Já muito antes da pandemia provocada pelo SARS-COV-2, as organizações refletiam sobre o melhor processo de aproveitar o momentum criado pela convergência de um conjunto de tecnologias como, por exemplo, a virtualização de servidores e data centers, os modelos de computação cloud, a evolução das redes de comunicações e protocolos (MPLS, SDN, 4G/5G, LPWAN), a Internet-das-Coisas, os algoritmos de machine learning e mesmo a realidade virtual e a realidade aumentada. A utilização mais intensiva e adequada destas tecnologias, aliada a uma real vontade de aumentar a eficiência organizacional, levou-nos ao ponto de definirmos este processo apelidando-o de transformação digital.

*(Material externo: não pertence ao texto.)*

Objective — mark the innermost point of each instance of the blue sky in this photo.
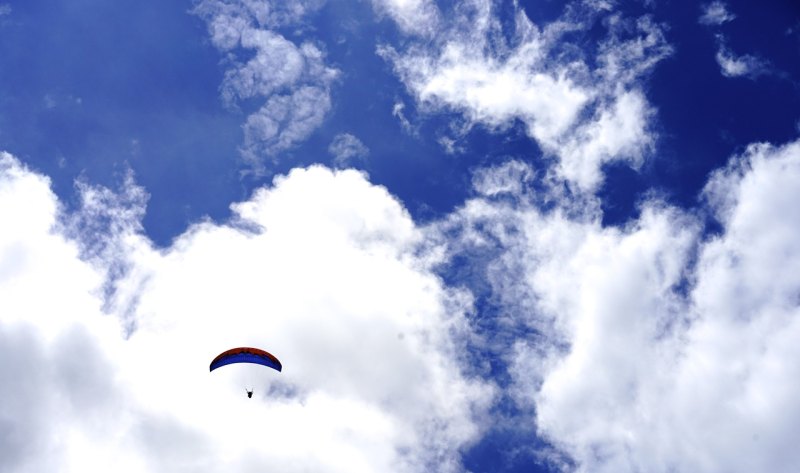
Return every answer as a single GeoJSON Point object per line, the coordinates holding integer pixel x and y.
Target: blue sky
{"type": "Point", "coordinates": [480, 235]}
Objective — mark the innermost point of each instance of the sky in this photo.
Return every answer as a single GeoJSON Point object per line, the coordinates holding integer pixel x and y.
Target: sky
{"type": "Point", "coordinates": [481, 236]}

Note-se a importância dada a este tema, com a criação, pela primeira vez, de uma Secretaria de Estado, com nomeação do respetivo Secretário de Estado em outubro de 2019. A altura em que esta nomeação acontece, aliás, parece quase fruto de uma antevisão profética, na medida em que quase que coincide com o início de uma nova era, com a situação de pandemia, que ainda persiste, e que acabou por funcionar como um catalisador para uma transformação mais rápida e mesmo, em muitos casos, disruptiva.

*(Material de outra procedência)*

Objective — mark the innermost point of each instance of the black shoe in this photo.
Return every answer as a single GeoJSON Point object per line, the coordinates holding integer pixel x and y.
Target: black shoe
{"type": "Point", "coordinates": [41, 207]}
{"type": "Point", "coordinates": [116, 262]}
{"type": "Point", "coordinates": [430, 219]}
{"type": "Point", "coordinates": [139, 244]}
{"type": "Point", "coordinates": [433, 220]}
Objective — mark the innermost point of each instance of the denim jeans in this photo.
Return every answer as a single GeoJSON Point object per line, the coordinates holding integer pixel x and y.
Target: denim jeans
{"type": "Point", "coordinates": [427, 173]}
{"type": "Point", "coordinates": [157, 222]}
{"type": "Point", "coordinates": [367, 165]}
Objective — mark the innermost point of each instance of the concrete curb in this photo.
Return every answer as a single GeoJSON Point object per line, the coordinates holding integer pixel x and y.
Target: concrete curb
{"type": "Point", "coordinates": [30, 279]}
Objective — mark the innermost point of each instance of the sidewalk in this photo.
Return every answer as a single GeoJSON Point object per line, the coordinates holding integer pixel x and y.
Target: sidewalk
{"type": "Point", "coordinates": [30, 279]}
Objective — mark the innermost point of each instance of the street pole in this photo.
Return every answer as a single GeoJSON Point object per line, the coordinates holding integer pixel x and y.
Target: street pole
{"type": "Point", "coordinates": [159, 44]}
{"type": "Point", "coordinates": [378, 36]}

Nos últimos anos, particularmente a partir de 2015, fomos assistindo a muitos casos de sucesso, bem como a alguns de insucesso, nestes processos de transformação digital, em organizações de praticamente todos os setores de atividade, incluindo a Administração Pública.

Contudo, estes processos foram sempre, de alguma forma, limitados, pois nem sempre se conseguem criar as condições e aceitar o risco de promover modificações disruptivas. Tal advém da necessidade que as organizações sentem, excluindo-se as start-ups, devido à sua natureza, de tomar decisões sobre as quais não possam ter, às vezes apenas sentir, alguma forma de controlo sobre os riscos. Em suma, transformar, sim, mas com pequenos passos incrementais.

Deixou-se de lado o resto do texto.